The essence of being a Mets fan, and probably why fans don't run away from their club, or protest as loudly, is because the team encourages its fans to dream.

From Generation K to Alex Ochoa and Alex Escobar to this current crop of young players, there is always something to provide an inkling of hope.

During the lean years, an ingrained gallows humor is nurtured about the "The Worst Team Money Can Buy," Bobby Bonilla's endless contract, Bernie Madoff and all the can't-miss kids who missed.

Still, if you delve deep enough into the psyche of the Mets fan, you understand that the bad times are a rite of passage. You have to suffer and sacrifice before you finally succeed. And, anyway, when you look back at the tough times, you still have to shake your head and smile.

"When the Mets fell apart in 1977, that is when I felt most loyal to them," Rose said. "Because, 'OK, now we are in for a little bit of a rough ride, but damn it, I'm going to watch these guys and feel that I may be paying some dues now, but when the things turns around, I'm going to feel like I watched [Joel] Youngblood, I watched [Doug] Flynn and I watched [John] Stearns. They were fun in their own way."

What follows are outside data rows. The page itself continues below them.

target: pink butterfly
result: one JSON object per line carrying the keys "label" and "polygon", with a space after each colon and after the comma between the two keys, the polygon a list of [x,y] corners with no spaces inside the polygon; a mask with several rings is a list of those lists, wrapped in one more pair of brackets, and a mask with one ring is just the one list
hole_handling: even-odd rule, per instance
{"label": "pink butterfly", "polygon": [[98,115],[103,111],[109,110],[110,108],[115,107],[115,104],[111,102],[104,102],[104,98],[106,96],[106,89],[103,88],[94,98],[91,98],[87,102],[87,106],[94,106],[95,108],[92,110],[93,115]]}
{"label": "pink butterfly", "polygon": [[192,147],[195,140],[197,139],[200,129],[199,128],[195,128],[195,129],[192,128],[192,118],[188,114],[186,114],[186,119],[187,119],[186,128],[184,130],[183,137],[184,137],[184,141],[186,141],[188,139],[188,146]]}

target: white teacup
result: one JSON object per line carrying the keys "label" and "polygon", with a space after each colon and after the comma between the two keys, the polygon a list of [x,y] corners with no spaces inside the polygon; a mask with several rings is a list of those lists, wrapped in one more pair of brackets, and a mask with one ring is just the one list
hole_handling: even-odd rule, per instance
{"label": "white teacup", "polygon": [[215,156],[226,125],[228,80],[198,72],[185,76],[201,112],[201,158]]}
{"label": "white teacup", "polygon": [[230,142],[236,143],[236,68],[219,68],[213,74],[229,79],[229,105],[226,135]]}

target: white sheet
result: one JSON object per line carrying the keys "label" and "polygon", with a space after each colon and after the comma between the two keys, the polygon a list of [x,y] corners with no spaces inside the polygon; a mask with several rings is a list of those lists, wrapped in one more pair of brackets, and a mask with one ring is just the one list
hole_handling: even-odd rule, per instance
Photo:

While Jeff Wilpon doesn't seem to have the common touch, many of his employees do. Jay Horwitz, the Mets' longtime PR man, lives and dies with the club as hard as the biggest fan out there.

Horwitz reached out to the bag men, Sullivan and O'Donnell. He offered them front-row seats and a chance to attend batting practice for a game this season.

"To me, when the VP of media relations takes time out of his busy day to personally call me, a no-name fan, to apologize and offer me free tickets, it shows an admission of guilt on the part of the Mets but it also shows they care much more about their fans than I thought," Sullivan said.

And that may say it all. Mets fans may not come to Citi Field as much, but they can never leave.

Just when the fans are about to give up, they go on and win eight of 10 and fans can dream that another "Miracle" -- or at least a .500 season -- might be just around the corner.

"You ride out the lows, and the highs are incredible," O'Donnell said.